Assignment on Stream processing

General description

In this assignment, you will be processing a stream of events on GitHub pull requests for the Ruby on Rails project. To make processing repeatable, we will be reading events from a file. The input file (12 MB uncompressed) contains records in the following format:

pull_request_id,author_login,event,timestamp_in_iso8601
4,datanoise,opened,2010-09-02 03:34:17
5,marsuboss,opened,2010-09-02 07:14:12
6,m3talsmith,opened,2010-09-06 16:07:08
7,sferik,opened,2010-09-08 19:09:56
8,sferik,opened,2010-09-09 04:33:23
8,dtrasbo,discussed,2010-09-09 04:44:25
[...]

The event field can have various values, of which we only care about the following ones:

opened: The PR was opened
discussed: A discussion comment appeared
reviewed: A code review comment appeared
merged: The PR was merged
closed: The PR was closed (merged or not)

Each line maps naturally to a case class:

case class PREvent(prId: Int, author: String, event: String, timestamp: Date)

We use the following code to parse the file, generate 1 event per line, and set the event time per event.

private def fileLoader(path: String): DataStream[PREvent] =
    env.readTextFile(path).flatMap { l =>
      l match {
        case lineFormat(pr_id, user, action, timestamp) =>
          Some(PREvent(pr_id.toInt, user, action, new SimpleDateFormat(dateInputFormat).parse(timestamp)))
        case _ => {
          println(l)
          None
        }
      }
    }.assignTimestampsAndWatermarks(new PREventBoundedOutOfOrdernessTimestampExtractor(Time.hours(1)))

Assignment setup

To help you setup your environment, we provide an IntelliJ project. To use it, download the latest IntelliJ community edition, install the Scala plug-in and import the directory as a new SBT project.

The expected answers for all questions are also provided.

⚠Note: You only need to submit the FlinkAssignment.scala file at CPM.

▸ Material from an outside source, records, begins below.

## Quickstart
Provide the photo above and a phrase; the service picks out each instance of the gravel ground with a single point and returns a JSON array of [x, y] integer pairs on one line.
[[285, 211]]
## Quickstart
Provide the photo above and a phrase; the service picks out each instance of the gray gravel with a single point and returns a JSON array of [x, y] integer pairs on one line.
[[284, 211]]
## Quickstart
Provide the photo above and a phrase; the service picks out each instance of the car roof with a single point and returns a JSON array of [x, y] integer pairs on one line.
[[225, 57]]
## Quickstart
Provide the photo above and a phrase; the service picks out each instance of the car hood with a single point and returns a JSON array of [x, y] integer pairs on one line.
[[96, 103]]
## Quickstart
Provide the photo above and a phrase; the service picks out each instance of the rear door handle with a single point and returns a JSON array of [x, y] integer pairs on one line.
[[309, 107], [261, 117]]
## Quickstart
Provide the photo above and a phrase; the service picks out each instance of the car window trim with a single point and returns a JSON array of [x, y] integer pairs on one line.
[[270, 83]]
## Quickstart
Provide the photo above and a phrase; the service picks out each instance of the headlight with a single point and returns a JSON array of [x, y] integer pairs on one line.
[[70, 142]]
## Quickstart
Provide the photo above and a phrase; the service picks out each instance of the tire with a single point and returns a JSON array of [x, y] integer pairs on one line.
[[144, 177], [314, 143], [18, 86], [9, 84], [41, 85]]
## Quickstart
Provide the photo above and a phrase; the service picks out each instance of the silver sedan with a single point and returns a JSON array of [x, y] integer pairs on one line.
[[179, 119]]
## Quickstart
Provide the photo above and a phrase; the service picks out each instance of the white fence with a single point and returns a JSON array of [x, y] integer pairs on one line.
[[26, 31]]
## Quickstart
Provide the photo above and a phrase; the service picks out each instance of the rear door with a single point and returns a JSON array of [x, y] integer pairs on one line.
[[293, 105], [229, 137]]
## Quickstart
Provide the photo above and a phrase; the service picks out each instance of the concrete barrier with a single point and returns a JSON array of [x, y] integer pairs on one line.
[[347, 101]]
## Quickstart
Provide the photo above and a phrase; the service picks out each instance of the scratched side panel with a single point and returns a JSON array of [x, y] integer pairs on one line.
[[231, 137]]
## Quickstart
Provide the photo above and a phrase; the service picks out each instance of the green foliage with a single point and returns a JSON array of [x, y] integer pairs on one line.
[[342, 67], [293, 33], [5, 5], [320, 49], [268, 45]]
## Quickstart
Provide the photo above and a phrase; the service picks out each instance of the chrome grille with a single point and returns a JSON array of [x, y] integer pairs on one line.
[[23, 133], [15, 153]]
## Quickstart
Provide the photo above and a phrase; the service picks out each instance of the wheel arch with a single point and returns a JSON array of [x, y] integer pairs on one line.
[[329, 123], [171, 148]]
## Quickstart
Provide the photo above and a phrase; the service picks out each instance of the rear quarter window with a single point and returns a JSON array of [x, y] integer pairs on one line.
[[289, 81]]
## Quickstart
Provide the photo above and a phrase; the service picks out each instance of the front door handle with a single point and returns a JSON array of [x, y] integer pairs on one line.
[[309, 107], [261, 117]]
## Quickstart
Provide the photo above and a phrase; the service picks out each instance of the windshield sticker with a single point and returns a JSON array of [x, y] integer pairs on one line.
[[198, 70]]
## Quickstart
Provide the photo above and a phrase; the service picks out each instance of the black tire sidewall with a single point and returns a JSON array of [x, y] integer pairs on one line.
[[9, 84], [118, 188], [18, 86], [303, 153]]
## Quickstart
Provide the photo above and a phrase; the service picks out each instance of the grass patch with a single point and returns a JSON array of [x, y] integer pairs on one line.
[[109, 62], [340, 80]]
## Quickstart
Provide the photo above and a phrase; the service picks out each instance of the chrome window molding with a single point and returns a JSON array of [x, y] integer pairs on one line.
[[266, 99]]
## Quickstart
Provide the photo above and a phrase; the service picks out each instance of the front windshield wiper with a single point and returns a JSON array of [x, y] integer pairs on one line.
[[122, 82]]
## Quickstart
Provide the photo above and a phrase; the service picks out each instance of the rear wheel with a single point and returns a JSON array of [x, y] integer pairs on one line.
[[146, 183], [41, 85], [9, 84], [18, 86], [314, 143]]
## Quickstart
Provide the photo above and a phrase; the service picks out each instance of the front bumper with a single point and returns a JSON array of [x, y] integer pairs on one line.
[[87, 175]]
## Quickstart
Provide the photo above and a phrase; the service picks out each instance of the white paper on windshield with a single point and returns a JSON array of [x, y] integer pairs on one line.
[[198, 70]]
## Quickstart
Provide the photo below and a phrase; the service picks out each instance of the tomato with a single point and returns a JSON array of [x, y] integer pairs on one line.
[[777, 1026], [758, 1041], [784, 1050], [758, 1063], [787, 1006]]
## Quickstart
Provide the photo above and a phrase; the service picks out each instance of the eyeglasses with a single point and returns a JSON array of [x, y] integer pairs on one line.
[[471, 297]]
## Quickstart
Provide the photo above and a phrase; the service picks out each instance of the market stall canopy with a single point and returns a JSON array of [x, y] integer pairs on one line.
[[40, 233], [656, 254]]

Grade: This assignment consists of 100 points. You need to collect them all to get a 10!

Questions

T (10 points) Count all events per day. Expected output:

2010-09-25,10
2010-09-27,7
2010-09-28,2
2010-09-29,4
2010-09-30,7
2010-10-01,3

  def question_one(events: DataStream[PREvent]): DataStream[(String, Int)] = {
    val format = new SimpleDateFormat(dateFormatDay)

    events.
      map(pr => (format.format(pr.timestamp), 1)).
      windowAll(TumblingEventTimeWindows.of(Time.days(1))).
      sum(1)
  }

T (20 points) Per week, report the hottest (most active) PR. A week is defined as a period of 7 days. You do not need to align to typical week boundaries (e.g. Monday to Sunday).

Hint: Consider using a Process[All]WindowFunction to perform a custom aggregation of the results.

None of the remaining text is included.